Could You Build A Hand Crank That Could Lift the Empire State Building?

Imagine the Empire State building with a big harness around it. An extremely large and strong tower arches over it with a cable hanging down an attached to the harness.

Would it be possible to build a series of gears and pulleys attached to a hand crank that would very slowly lift the whole building over time? If so, how long would it take to lift it?

Could I? No, I’m not sufficiently adept at such things. But yes, given enough gears to reduce distance in order to increase torque, I would think that you could. The only limiting factor I can see is the loss to friction, which might increase with the more gears you have interfacing with each other. Or pulleys. Pulleys might work better.

Are we assuming that the ESB is already snapped off at ground level, or does this contraption have to break it loose from its foundation?

It needs to be broken loose from its foundation. Once we get this far, I figure we might as well use the pulleys and gears to do all of the work.

That’s gotta be one heck of a cable - 19-stranded unobtanium, at a guess.

The empire state building weights 365,000 tons. cite

A pulley system works as a force multiplier. We’ll say that a person can safely exert a force of 200.lbs (1/10 of a ton) on the crank by himself, for easy calculations.

We’ll also pretend that the building has been removed from its foundation. I don’t know its tensile strength, and the amount of force necessary to break it from its foundation would likely cause it to break somewhere in the middle and render everything else invalid.

Such a system would seem to require 3,650,000 pulleys. However, the pulleys and cable themselves have weight. Since you didn’t say this part, I’m going to say that our goal is to lift the building one foot (12.0in) from the spot its foundation used to rest on. This would mean that we would need a minimum of 3,650,000 feet, or 691 miles, of cable. We really need more to go around the top of each pulley, though, and we haven’t gotten into the weight of the rope or the pulleys, but I’m keeping this a strict algebra problem, so we’ll ignore these in favor of an inelegant estimation.

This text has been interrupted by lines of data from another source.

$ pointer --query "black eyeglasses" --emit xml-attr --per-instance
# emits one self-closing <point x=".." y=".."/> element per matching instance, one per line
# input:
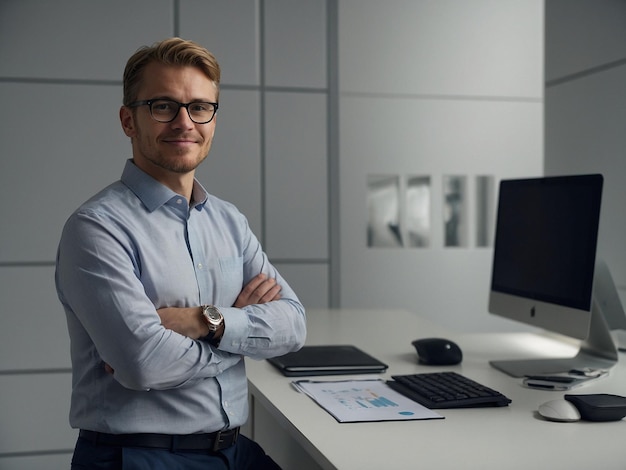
<point x="162" y="110"/>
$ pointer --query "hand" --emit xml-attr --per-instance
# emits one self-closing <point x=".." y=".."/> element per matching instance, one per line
<point x="259" y="290"/>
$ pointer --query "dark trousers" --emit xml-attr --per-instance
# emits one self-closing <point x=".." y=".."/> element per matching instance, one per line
<point x="244" y="454"/>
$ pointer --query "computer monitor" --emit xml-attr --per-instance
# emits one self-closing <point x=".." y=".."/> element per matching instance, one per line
<point x="543" y="267"/>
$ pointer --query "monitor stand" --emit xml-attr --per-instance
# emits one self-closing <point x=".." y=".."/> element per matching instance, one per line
<point x="598" y="351"/>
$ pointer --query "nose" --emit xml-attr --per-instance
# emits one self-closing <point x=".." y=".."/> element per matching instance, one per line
<point x="182" y="119"/>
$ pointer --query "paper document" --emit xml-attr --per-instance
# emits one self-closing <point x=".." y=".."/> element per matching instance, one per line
<point x="351" y="401"/>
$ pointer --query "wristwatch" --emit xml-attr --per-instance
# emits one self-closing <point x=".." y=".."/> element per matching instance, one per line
<point x="214" y="320"/>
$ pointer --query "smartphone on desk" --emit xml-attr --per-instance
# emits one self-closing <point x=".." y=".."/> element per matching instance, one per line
<point x="559" y="382"/>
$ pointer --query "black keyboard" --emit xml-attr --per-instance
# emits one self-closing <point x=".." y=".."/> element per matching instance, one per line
<point x="446" y="390"/>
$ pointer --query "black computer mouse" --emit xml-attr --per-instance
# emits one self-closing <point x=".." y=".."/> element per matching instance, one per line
<point x="437" y="351"/>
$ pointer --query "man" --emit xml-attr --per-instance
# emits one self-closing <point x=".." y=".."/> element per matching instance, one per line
<point x="165" y="288"/>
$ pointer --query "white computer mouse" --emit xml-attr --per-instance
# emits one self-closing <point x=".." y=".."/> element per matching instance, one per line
<point x="559" y="410"/>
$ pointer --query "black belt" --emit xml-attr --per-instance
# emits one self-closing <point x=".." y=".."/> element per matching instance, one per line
<point x="214" y="441"/>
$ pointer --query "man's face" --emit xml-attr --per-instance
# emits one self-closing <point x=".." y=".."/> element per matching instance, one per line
<point x="178" y="146"/>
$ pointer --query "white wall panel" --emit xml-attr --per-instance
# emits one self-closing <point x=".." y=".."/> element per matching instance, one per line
<point x="233" y="169"/>
<point x="295" y="41"/>
<point x="34" y="332"/>
<point x="230" y="30"/>
<point x="77" y="39"/>
<point x="296" y="176"/>
<point x="444" y="47"/>
<point x="61" y="144"/>
<point x="309" y="281"/>
<point x="433" y="138"/>
<point x="34" y="412"/>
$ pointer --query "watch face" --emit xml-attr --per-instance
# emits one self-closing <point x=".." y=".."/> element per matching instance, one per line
<point x="214" y="314"/>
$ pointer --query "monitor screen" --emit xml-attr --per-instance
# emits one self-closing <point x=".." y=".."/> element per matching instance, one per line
<point x="545" y="248"/>
<point x="544" y="252"/>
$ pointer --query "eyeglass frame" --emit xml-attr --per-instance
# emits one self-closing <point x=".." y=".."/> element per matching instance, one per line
<point x="136" y="104"/>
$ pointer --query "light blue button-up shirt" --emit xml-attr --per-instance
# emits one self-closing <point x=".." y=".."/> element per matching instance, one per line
<point x="133" y="248"/>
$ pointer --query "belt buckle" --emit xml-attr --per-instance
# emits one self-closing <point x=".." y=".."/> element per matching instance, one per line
<point x="219" y="439"/>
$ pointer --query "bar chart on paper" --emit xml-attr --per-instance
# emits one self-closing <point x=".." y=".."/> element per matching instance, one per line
<point x="363" y="400"/>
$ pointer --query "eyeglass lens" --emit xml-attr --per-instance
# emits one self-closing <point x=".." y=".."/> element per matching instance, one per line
<point x="166" y="110"/>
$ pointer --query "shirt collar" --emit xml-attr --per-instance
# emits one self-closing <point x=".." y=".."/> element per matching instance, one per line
<point x="154" y="194"/>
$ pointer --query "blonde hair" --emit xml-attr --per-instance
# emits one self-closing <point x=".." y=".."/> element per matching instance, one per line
<point x="172" y="51"/>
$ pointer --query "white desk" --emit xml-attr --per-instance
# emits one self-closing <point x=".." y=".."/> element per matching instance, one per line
<point x="512" y="437"/>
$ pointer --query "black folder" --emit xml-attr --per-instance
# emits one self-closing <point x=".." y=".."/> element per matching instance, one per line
<point x="327" y="360"/>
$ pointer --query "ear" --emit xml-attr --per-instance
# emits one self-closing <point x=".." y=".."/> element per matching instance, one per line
<point x="127" y="119"/>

We’re about ready for the calculation. We’ll say that the crankshaft is the same length as the radius of one of the pulleys inside. (A longer crankshaft would serve the same purpose as a few of the pulleys inside, trading length for force). We’ll say that our man can wind up 3" of cable every second. That may seem slow, but with 200lbs holding it in place, anyone’d be hard pressed to turn it that fast for long, and our poor man or woman is going to have to turn it for some time. 14,600,000 seconds, or, in more easily readable terms, just under one hundred and sixty-nine days for the feat of lifting the building 12 inches above the ground. Sounds like a new fitness program to me! The actual time is more than this because we have assumed weightless pulleys, a weightless rope, and a frictionless system.

Of course, the reality of the building is such that it’s designed to support it’s weight from the bottom, and that wherever you’re lifting it from is now having to support forces that it was never designed to going in directions the designers of the building never anticipated. I suspect heavily that it’d break in two before you got even an inch off the ground. But, well, it’s fun to dream, yes?

Friction loss sets a practical limit to how much mechanical advantage you can get from any sort of gearing or pulleys (any engineers out there who know what the limit is?)

If you want to get extreme, you could have the following: Having cut the Empire State Building loose from it’s fundation, a cofferdam is built around the tower, 2000 feet high and massive enough to withstand tremendous pressure. You then get to carry twenty pounds of mercury at a time up a set of stairs to the top of the cofferdam and pour it in. After several millenia, you fill the cofferdam with enough mercury to float the building.

Practically speaking, the physical size of the gears or pulleys that are large enough to handle the load would create frictional losses greater than the output of one person. So, no, it can’t be done.

However, if we assume zero mass, unlimited strength, and zero friction in our machinery then it could be done. And since we’re dreaming, I’d like a trillion dollars. And a pony.

How about that “long enough lever” thing?

Basically the same deal as the pulleys. You have to have an infinitly stiff level or it will just bend when you put a force on it.

“Give me a fulcrum on which to rest, and I will move the earth.”

Anyone who has snapped off a half inch drive socket when using a cheater pipe knows this is wishful thinking. You can certainly design the lever for mechanical advantage but no substance will be hard enough to serve as a fulcrum or have the tensile strength to serve as a lever.

I like the mercury filled cofferdam idea.

Eureka!

It could be done with cables and pulleys. 365,000 tons. You can easily lift a ton with a hand cranked ratchet comealong. Just place 365,000 of these around the periphery. Walk to each one and crank it to one ton of tension, lather, rinse, repeat. 30 seconds for each comealong, 12 hours a day. You would have lifted the building in less than nine months.

It’s much easier to work with energy rather than force. A 365,000 ton weight at 12-inch height has a potential energy of 10[sup]9[/sup] joule. Divide that by the typical sustained power output of a human being (about 50W) and you get 228 days. If you work at it 12 hours a day, you’ll need twice as many days. This of course ignores friction of the pulleys, so in reality it would take a bit longer.